Issue 7: Tom Jones, versions of Mandelshtam

Three versions of Mandelshtam’s Vozmi na radost’ (November 1920)

1.

Take in happiness from the palms of my hands

not too much sunshine and not too much honey,

as the bees of Persephone commanded.


Not to be untied the untethered vessel,

not to be heard in treading fur the shadow,

not to be mastered in dormant life terror.


The only things left to us are kisses,

that are covered in fur, like the minute bees

that expire having flown away from the hive.


They murmur in clear labyrinths of night,

their homeland – forest of Taigestos dormant,

their nourishment – time, lungwort, peppermint.


Take then in happiness my wild present,

an unprepossessing dried out necklace

of dead bees that changed honey into sunshine.

2.

Happily you can take it off my hands

that have been sticky with others’ lightness

say ideal communities of the dead.


Fleets that have never been recalled posting

shades that are not reported but felt as

terror of the lives that would have been sleep.


All I ever want to do is kiss you,

kisses as felt as small carriers of shades

that die themselves when they leave community.


They grumble about inextricable night

their matria – enchanted forests for adults

sustained just by native herbal endurance.

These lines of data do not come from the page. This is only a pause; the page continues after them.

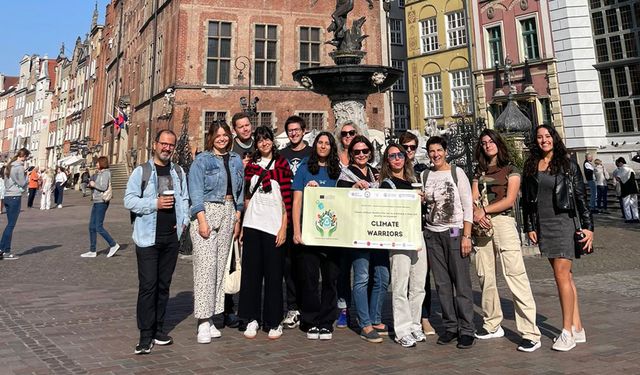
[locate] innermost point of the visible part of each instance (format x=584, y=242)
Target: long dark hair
x=407, y=169
x=504, y=158
x=264, y=132
x=333, y=162
x=559, y=161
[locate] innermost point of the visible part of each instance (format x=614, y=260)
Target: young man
x=161, y=208
x=295, y=152
x=448, y=238
x=243, y=142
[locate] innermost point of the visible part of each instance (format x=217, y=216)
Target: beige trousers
x=505, y=243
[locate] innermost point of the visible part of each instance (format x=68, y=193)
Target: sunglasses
x=396, y=156
x=349, y=133
x=364, y=151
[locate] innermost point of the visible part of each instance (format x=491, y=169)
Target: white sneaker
x=252, y=330
x=204, y=334
x=564, y=342
x=579, y=337
x=113, y=250
x=275, y=333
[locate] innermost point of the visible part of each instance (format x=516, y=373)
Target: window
x=460, y=87
x=428, y=35
x=218, y=53
x=398, y=64
x=494, y=38
x=309, y=47
x=314, y=120
x=400, y=117
x=432, y=95
x=266, y=50
x=395, y=26
x=530, y=39
x=456, y=31
x=598, y=23
x=211, y=116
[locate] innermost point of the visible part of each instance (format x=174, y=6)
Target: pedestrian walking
x=100, y=184
x=495, y=187
x=408, y=267
x=158, y=198
x=60, y=182
x=264, y=231
x=552, y=192
x=15, y=183
x=448, y=238
x=215, y=187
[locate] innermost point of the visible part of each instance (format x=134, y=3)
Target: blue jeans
x=12, y=206
x=98, y=211
x=369, y=309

The wildness of a gift is happiness

the dry ice of shades felt around your neck

carriers of the light as arcadian stick.

3.

You’ve taken happiness out of my hands like what the bees make and what the politicians make only not in the same way of course because you also give it back without asking that an embarkation register its exports at sight or thinking it might be worthwhile to hear the slightest invasive footsteps on trophy skins laid over our hearth as the ever growing sleep that clouds each bosky conception of life in this dearth of kisses god your kisses from another side of this grave world and revolution your kisses fretting about my skin and our hearth never leaving that fire without leaving me dead and alone in flight again flight from all our homelands their murmurings complaints and even worse silences about bags and parts in sleepy forests where people feed on the times their own fluoride smiles brushed clean with sticks against the others’ coming to our grass the taking which out of my hands is savagest content a stale reminder of communion with the dead and an ornament to your sex that comes back into light.

Tom Jones teaches English at the University of St Andrews, working mostly on poetic theory and eighteenth-century literature. Transactions Grotesques was published by Barque in 2002, and a pamphlet of translations, Akhmatova, by Perdika in 2007.